4. Il ressort des pièces du dossier qu'à l'appui de sa demande de délivrance d'un titre de séjour en qualité de parent d'un enfant français, M. B... a produit notamment la copie intégrale de l'acte de naissance de la mère de son enfant valant également certificat de nationalité française de celle-ci, l'acte de naissance de cet enfant dont la filiation avec les deux parents, alors mariés, est établie ainsi que des justificatifs et des photographies tendant à démontrer qu'il contribue à l'entretien et à l'éducation de cet enfant. Alors que le requérant a également indiqué que les conditions difficiles de sa séparation ne lui permettaient pas de disposer de la carte nationale d'identité de son enfant, le dossier ne pouvait, dans les circonstances de l'espèce, être regardé comme étant incomplet. Dans ces conditions, le refus d'enregistrer sa demande de titre de séjour sur la base de ce dossier revêt un caractère décisoire. Par suite, alors que la composition du dossier joint à la demande de titre de séjour de M. B... ne préjugeait en rien de son droit à obtenir la délivrance du titre sollicité, les premiers juges ont pu, à bon droit, écarter la fin de non-recevoir opposée à la demande par la préfète du Gard en relevant au point 4 du jugement attaqué que ce refus d'enregistrer sa demande fait grief et est susceptible de faire l'objet d'un recours pour excès de pouvoir.

En ce qui concerne la légalité du refus d'enregistrer la demande de changement de statut de M. B... :

5. L'article L. 313-11 du code de l'entrée et du séjour des étrangers et du droit d'asile applicable au présent litige régit la délivrance de la carte de séjour temporaire portant la mention " vie privée et familiale " et prévoit en son 6° qu'elle est délivrée de plein droit, sauf menace pour l'ordre public à " l'étranger ne vivant pas en état de polygamie, qui est père ou mère d'un enfant français mineur résidant en France, à la condition qu'il établisse contribuer effectivement à l'entretien et à l'éducation de l'enfant dans les conditions prévues par l'article 371-2 du code civil depuis la naissance de celui-ci ou depuis au moins deux ans, sans que la condition prévue à l'article L. 313-2 soit exigée ". Aux termes de l'article 18 du code civil : " est français l'enfant dont l'un des parents au moins est français ". L'article 19-3 du même code dispose que : " est français l'enfant né en France lorsque l'un de ses parents au moins y est lui-même né ".

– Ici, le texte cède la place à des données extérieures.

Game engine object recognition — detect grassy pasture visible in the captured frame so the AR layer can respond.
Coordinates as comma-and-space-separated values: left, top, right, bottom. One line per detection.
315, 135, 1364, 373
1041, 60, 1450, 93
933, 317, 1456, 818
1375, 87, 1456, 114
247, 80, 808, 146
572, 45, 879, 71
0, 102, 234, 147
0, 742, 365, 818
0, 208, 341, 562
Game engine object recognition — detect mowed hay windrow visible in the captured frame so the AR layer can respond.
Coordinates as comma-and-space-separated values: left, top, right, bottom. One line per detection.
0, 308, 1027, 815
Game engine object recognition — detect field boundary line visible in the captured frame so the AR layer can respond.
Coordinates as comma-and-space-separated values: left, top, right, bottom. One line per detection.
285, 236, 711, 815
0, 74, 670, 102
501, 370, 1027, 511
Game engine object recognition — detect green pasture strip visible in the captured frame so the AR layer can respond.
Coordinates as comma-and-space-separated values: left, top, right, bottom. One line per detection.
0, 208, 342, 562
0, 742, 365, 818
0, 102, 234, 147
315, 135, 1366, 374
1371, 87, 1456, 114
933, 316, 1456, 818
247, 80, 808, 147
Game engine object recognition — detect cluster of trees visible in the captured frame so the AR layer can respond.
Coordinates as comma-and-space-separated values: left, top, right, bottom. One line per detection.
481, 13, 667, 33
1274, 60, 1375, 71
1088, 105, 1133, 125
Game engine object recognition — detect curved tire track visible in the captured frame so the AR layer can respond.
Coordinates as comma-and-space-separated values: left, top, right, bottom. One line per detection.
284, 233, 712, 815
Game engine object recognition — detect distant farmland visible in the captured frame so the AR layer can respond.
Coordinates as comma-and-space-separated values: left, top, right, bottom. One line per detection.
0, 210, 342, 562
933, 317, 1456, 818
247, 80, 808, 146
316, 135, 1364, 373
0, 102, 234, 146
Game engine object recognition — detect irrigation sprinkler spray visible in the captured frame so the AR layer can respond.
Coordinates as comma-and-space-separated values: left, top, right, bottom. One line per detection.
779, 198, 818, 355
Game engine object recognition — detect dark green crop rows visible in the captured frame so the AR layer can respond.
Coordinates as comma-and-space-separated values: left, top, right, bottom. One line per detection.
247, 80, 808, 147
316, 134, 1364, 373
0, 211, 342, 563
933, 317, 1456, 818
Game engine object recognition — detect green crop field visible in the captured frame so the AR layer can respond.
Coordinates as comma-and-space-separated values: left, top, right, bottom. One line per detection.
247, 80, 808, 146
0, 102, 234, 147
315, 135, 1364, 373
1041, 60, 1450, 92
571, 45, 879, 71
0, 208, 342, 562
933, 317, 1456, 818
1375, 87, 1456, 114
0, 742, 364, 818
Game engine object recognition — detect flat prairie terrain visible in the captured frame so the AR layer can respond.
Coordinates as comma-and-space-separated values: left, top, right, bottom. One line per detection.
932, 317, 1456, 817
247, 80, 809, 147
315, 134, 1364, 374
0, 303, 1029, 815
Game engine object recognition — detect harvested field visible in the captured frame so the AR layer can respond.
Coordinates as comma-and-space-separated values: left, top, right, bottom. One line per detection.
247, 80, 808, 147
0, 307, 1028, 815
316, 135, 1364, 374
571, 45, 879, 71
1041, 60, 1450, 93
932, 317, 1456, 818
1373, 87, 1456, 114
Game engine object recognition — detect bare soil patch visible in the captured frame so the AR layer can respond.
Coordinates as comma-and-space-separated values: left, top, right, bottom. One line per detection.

6. Ainsi qu'il a été exposé au point 4 ci-dessus, M. B... a présenté un dossier tendant à obtenir la délivrance d'un titre de séjour sur le fondement des dispositions précitées alors en vigueur. Ce dossier de demande ne pouvant être regardé comme incomplet, c'est à tort que la préfète a refusé de l'enregistrer pour que soit examinée la question du droit au séjour de l'intéressé et ce refus se trouve ainsi entaché d'une erreur de droit.

7. Il résulte de ce qui précède que la préfète du Gard n'est pas fondée à soutenir que c'est à tort que, par le jugement attaqué, le tribunal administratif de Nîmes a annulé la décision du 29 janvier 2021 refusant l'enregistrement de la demande de titre de séjour de M. B.... Sa requête doit, par suite, être rejetée.

Sur les conclusions tendant au sursis à exécution :

8. La cour statuant au fond par le présent arrêt sur les conclusions à fin d'annulation du jugement du tribunal administratif de Toulouse du 8 juillet 2022, les conclusions de la requête n° 22TL21538 tendant à ce qu'il soit sursis à l'exécution du même jugement deviennent sans objet.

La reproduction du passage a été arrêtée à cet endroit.